В полдень из городка подъезжают десять крестьянских телег с конвоем. На первой сидит доктор Бокхорн.

– Так, ребята, – говорит он, – теперь залезайте!

Мы подкладываем наши шинели, усаживаемся спиной к спине.

– А вы не едете, господин штабс-врач?

– Нет, мне нужно остаться. Я бы с удовольствием поехал, поверьте… Но здесь почти никого не остается… Будьте здоровы, товарищи! – вдруг восклицает он.

Повозки трогаются. У всех на глазах выступают слезы.

– Спасибо, спасибо! – восклицают восемь хриплых голосов.

Доктор не двигается.

– Проклятие, – бормочет Под, – вот человек…

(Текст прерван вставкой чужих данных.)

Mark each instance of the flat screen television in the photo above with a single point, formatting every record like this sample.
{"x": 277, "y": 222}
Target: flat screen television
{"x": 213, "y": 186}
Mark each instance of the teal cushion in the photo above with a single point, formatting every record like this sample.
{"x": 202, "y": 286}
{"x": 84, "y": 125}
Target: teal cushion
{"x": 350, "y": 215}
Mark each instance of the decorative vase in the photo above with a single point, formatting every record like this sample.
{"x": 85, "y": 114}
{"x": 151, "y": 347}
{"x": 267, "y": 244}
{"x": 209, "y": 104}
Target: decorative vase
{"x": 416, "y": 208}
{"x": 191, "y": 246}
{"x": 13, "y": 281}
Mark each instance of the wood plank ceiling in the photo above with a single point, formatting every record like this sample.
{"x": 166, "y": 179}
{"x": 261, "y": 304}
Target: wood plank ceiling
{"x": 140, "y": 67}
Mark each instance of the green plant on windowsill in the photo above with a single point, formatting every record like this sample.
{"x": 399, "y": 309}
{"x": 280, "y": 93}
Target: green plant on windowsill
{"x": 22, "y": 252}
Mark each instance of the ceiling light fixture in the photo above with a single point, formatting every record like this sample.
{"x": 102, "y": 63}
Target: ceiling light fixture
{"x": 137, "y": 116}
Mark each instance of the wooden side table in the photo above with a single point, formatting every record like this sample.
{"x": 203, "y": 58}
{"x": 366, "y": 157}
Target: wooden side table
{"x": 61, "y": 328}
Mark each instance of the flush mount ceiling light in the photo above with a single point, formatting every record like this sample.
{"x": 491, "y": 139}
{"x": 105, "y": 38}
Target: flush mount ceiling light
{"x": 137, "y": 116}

Мы медленно едем по лагерному двору. Из-за большого числа мертвых тел все время приходится петлять. Несмотря на это, временами все-таки кого-нибудь переезжаем. Зейдлиц не отрываясь смотрит налево. Там возвышается памятный холм. Мы ясно видим Позека. Руки он все еще держит на груди, но ноги его голые. То, что мы ему намотали вместо сапог, ветер размотал и унес.

На железнодорожной насыпи стоят 10 теплушек с маленькими окошками. Сопровождающий унтер-офицер отсчитывает для каждого вагона по 20 человек. Мы взбираемся, все получаем верхние нары, во всяком случае на день. На досках настелена солома. Ее использовали для лошадей, но не все ли равно?

– Неужто правда? – удивленно спрашивает Брюнн. – Неужто Мышонок стал человеком?

Вскоре мы выяснили это. Незадолго до отправки на сивом коне прискакал офицер.

– Толмач! – кричит старший караула.

Я еще раз выбираюсь наружу. Офицер спешился. Передо мной стоит казачий капитан, очень бледный.